Вообще местные жители иногда сталкивались с необъяснимым. Так, соседи послушника Вячеслава, семья мирян, не разрешали ему ходить в келью со стороны своей комнаты, то есть, со стороны скита, и ему приходилось обходить окольным путем, чтобы попасть домой. Отец Михаил вспоминает, как возмущались его соседи, случайно увидев входящего в их комнату высокого монаха в очках. Они шли с работы и, увидев этого монаха, бросились за ним:
-Безобразие! Мы на работе, а тут монахи по нашей комнате ходят!
Однако, войдя в помещение, никого там не обнаружили... А отец Михаил хорошо знал, что комната эта была когда-то келией старцев Макария, затем Илариона, затем Анатолия (Зерцалова) и наконец Варсонофия. Старец Варсонфий был высокого роста и носил очки...
Я слушаю этот рассказ и вспоминаю, как осенью побывала во Введено-Оятском монастыре, что расположен недалеко от обители преподобного Александра Свирского. Эта обитель также была разрушена безбожной властью. Я тогда, рассматривая прекрасные белоснежные храмы, поражалась - как можно было уничтожать такую красоту?! А ведь разоряли, причем с каким-то дьявольским рвением: чтобы не осталось следов погребения преподобных Сергия и Варвары, родителей святого Александра Свирского, храм разобрали даже на метр вглубь земли. Сняли купола и кресты. Во Введенском храме устроили клуб, сделали к нему пристройку - кинозал, прямо над разоренным кладбищем. В монастыре расселили колхозников.
Но то, что приобретено неправедным путем, не бывает в радость и на пользу. И колхозники-атеисты не были особенно счастливы на оскверненном святом месте. Не верящие в жизнь после смерти, они не могли объяснить, что происходит: видели монахов, ходящих по обители, из разрушенных храмов доносилось пение. Это вызывало страх, да и вообще жизнь на территории разоренной обители была нелегкой, случались и самоубийства. По известной пословице: «свято место пусто не бывает», там, где отказались от света, воцаряется тьма.

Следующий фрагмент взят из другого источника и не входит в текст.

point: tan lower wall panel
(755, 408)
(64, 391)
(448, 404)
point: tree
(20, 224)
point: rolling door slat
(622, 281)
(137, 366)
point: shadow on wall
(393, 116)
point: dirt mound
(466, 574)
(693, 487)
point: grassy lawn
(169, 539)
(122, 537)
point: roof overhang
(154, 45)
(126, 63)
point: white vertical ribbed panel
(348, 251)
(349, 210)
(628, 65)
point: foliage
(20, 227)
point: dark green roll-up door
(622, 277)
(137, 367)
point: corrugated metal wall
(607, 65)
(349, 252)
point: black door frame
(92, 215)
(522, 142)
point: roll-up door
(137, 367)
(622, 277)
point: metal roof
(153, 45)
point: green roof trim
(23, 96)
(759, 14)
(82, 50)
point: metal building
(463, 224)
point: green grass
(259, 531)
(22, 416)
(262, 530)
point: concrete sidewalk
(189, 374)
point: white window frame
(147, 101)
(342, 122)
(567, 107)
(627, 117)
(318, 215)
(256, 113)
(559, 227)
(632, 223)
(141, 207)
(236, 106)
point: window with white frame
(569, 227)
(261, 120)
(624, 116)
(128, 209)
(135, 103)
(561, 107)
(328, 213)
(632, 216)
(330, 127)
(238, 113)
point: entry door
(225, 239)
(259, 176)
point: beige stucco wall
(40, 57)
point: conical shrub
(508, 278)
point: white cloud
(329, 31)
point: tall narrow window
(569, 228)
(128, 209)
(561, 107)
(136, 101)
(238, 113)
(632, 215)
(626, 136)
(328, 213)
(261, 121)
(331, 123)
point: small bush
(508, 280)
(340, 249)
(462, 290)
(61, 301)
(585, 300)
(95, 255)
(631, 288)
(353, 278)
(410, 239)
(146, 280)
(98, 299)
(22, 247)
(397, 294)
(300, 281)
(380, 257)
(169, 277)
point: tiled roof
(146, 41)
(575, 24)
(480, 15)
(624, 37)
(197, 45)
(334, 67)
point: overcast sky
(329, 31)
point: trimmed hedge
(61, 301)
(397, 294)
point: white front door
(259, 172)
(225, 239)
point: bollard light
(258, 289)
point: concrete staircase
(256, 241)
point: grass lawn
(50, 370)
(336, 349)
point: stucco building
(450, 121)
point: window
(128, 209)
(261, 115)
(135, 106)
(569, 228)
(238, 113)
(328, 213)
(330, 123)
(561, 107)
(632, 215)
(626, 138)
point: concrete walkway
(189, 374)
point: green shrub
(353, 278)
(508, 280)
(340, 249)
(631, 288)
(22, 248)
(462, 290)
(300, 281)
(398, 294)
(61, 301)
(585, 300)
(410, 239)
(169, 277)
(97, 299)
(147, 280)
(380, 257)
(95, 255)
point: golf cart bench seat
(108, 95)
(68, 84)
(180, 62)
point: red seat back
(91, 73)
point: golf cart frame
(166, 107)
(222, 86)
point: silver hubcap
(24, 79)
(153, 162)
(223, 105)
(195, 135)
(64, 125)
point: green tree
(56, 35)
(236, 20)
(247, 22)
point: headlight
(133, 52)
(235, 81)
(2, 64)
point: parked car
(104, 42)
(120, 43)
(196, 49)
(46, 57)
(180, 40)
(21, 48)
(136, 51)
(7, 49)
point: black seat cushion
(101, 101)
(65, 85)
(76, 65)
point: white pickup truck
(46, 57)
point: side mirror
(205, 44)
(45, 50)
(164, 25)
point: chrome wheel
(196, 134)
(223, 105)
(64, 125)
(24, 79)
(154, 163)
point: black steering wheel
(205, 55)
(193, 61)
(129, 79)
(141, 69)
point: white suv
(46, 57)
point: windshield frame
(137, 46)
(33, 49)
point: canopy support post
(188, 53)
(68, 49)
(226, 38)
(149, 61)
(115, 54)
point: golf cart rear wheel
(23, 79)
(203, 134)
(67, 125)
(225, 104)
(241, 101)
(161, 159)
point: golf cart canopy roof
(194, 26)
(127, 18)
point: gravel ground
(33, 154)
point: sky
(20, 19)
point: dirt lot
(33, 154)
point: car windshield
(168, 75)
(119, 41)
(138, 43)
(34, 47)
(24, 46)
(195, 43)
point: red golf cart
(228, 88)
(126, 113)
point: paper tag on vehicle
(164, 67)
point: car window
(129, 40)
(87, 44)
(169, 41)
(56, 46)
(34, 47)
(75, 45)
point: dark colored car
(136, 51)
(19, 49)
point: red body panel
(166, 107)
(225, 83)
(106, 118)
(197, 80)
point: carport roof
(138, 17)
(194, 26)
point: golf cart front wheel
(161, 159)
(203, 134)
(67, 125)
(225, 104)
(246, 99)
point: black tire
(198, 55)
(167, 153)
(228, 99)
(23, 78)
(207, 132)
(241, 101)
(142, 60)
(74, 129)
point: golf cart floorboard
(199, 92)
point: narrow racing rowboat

Когда в восьмидесятые годы был построен новый поселок, большинство непрошенных квартирантов с радостью покинули Введено-Оятский монастырь.

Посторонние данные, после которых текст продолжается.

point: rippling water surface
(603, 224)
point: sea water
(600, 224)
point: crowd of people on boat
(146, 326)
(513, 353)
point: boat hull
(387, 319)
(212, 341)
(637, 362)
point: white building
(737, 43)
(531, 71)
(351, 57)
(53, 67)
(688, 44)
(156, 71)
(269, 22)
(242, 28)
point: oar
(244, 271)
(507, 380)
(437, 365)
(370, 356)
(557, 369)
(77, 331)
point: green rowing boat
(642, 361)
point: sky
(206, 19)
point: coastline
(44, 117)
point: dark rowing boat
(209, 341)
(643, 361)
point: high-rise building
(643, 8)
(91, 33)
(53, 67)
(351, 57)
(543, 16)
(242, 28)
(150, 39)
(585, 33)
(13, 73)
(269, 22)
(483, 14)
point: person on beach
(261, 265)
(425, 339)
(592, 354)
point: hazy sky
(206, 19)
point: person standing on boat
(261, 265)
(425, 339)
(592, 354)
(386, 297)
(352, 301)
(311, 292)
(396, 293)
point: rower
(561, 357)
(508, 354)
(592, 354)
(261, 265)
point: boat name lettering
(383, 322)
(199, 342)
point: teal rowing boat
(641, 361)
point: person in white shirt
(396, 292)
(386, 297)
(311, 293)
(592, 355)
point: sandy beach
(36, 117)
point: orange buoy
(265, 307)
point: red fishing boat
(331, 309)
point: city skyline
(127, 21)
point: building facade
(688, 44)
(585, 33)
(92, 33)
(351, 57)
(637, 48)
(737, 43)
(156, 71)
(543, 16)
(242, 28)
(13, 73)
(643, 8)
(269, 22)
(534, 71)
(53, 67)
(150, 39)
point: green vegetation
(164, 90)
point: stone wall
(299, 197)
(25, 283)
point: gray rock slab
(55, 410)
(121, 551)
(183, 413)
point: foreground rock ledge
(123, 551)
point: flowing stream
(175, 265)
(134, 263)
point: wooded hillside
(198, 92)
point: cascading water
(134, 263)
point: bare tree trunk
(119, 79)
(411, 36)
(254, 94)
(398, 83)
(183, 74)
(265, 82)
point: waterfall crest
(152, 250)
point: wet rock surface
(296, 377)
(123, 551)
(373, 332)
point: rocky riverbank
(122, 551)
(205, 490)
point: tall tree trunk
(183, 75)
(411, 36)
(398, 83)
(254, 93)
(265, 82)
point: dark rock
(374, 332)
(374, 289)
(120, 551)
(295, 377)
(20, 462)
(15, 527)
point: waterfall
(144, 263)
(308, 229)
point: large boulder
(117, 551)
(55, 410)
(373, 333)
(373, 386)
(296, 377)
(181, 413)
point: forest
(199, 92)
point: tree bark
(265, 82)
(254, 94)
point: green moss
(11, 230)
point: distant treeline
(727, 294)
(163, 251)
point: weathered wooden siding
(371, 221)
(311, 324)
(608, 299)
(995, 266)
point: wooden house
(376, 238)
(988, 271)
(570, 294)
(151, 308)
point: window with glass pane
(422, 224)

В Оптиной Пустыни страха люди не испытывали. Может быть, преподобные старцы Оптинские так жалели людей, что молились даже за осквернителей?
Одна местная жительница, Клавдия Хрущёва, жила в келье, где принимал страждущих великий Оптинский старец Амвросий. Когда в восемьдесят седьмом году монастырь вернули церкви, в Оптину приехали первые послушники и монахи. Они стали просить Клавдию пустить их в келью старца Амвросия, чтобы помолиться и поклониться хоть стенам домика, где жил батюшка.

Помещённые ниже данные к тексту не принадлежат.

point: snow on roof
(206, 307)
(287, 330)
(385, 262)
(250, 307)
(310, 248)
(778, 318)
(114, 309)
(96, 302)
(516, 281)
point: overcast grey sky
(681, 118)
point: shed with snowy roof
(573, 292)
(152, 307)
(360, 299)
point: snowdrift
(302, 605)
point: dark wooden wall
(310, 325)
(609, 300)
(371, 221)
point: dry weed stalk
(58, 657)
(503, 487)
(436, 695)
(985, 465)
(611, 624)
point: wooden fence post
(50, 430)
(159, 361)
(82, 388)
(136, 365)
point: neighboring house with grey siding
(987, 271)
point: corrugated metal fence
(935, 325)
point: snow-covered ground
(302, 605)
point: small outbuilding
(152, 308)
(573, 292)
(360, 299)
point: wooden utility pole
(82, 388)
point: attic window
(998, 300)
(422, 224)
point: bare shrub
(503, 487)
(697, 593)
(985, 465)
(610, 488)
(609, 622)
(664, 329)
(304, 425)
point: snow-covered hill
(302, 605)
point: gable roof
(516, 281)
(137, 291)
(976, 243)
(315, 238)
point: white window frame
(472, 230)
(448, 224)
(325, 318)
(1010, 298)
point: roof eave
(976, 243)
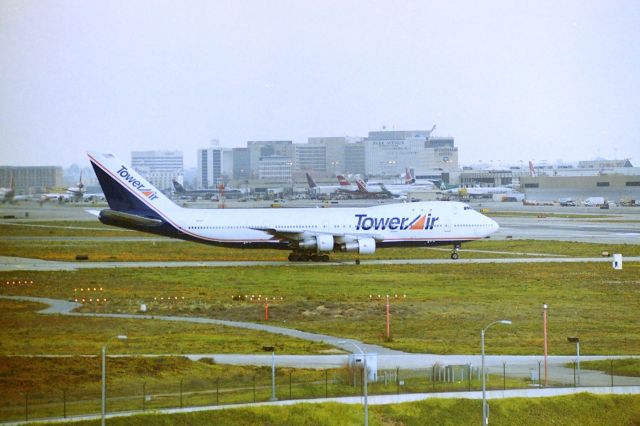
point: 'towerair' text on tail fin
(127, 191)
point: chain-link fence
(132, 388)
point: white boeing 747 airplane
(310, 234)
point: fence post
(433, 377)
(326, 384)
(504, 376)
(539, 367)
(611, 373)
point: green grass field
(581, 409)
(23, 332)
(444, 308)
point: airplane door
(449, 218)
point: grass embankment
(621, 367)
(23, 332)
(48, 384)
(71, 386)
(581, 409)
(445, 307)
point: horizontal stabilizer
(113, 217)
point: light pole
(485, 407)
(576, 340)
(544, 320)
(366, 401)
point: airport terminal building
(31, 179)
(612, 187)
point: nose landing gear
(454, 254)
(302, 256)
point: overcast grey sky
(510, 80)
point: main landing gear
(303, 256)
(454, 254)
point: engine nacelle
(318, 242)
(362, 246)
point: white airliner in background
(310, 234)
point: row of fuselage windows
(461, 225)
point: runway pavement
(26, 264)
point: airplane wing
(301, 235)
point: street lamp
(544, 322)
(485, 407)
(576, 340)
(366, 401)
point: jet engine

Клавдия пускала молиться, но сама была неверующим человеком. Хоть и крещена была, но даже крестик не носила. Лежал он у неё где-то в шкафу. Оптинские старцы ей также были неинтересны, она никогда и портретов их не видела...
Только болела Клавдия тяжёло. Была у неё астма.- И вот как-то началось ухудшение, приступ шёл за приступом, и она даже ночью спать не могла. В одну из самых тяжёлых бессонных ночей, во время тяжёлого приступа, Клавдия увидела старенького монаха в белом балахоне. Он ласково посмотрел на больную. А потом назвал её по имени, так, как когда-то звала её любимая мамочка:
-Клава, надень крест!
Клавдия послушно стала искать крестик, нашла и надела. И приступ прекратился. Она смогла уснуть. А проснувшись, почувствовала облегчение болезни. Когда рассказала послушникам о стареньком монахе в белом балахоне, они принесли ей портрет преподобного Амвросия кисти художника Болотова, где старец как раз в таком балахончике изображён. И Клавдия уверенно узнала явившегося ей старенького монаха.
Крестик она больше не снимала, вскоре причастилась впервые в жизни, и после этого болезнь отступила. И жила Клавдия Хрущёва очень долго.
Преподобные отцы наши,-- старцы Оптинские, молите Бога о нас!